Ces derniers temps, on n’en parle plus de l’affaire de lynchage qui a eu lieu le mois de février à Antsakabary. Mais la CNIDH (commission nationale indépendante des droits de l’homme) a sauté le pas hier en présentant le rapport sur l’affaire Antsakabary au Bureau permanent de l’Assemblée nationale, avec un avant-proposition de loi régissant la commission. Un rapport qui met le point sur les I sur les actes de violation des droits de l’homme commis dans ce district de Befandriana nord. Selon la présidente de la CNIDH, Mireille Rabenoro, cette affaire ne doit pas être prise à la légère et des mesures doivent être prises à l’encontre des responsables de cet outrage aux droits de l’homme. Pour rappel, 487 maisons d’habitation ont été incendiées au niveau de trois Fokontany suite à l’assassinat de deux policiers que les habitants ont pris pour des dahalo (suite à une rumeur selon laquelle des bandits se promenaient dans la commune). Les témoins ont été mis sous pression de ne rien avouer mais la vérité a fini par être révélée.

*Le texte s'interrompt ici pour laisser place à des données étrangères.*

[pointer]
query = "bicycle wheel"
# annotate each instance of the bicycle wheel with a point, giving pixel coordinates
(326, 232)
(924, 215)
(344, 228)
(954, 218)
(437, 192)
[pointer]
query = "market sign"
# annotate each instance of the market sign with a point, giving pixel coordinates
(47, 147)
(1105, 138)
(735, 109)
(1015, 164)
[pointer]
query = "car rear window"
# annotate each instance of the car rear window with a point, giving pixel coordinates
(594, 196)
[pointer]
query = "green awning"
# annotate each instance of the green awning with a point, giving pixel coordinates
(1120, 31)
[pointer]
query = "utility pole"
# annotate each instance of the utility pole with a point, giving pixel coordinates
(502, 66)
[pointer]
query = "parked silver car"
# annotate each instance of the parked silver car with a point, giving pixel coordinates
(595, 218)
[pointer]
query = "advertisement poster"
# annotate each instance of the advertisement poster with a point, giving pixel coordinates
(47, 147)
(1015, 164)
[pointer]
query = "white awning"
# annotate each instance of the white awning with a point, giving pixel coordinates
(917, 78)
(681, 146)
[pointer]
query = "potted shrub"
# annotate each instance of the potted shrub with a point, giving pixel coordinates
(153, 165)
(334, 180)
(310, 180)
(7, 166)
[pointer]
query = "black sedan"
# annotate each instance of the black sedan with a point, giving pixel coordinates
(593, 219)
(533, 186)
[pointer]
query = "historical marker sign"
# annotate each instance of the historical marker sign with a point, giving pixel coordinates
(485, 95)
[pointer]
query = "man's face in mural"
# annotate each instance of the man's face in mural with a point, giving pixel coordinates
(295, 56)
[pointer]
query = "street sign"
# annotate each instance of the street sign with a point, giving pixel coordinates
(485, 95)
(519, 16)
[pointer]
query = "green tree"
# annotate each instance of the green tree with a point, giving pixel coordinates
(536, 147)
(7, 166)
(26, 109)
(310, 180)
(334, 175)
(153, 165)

Mais près de trois mois plus tard, aucun procès n’a eu lieu. Pour la commission nationale indépendante des droits de l’homme, cette situation est d’autant plus inacceptable dans la mesure où l’on ne veut plus que ce genre d’acte ne se reproduise. Le rapport contient aussi des recommandations pour la non répétition de ces actes de bafouage de droits de l’homme, mais incite surtout à la prise de décision des compétences sur la fin de l’impunité.

Annie N.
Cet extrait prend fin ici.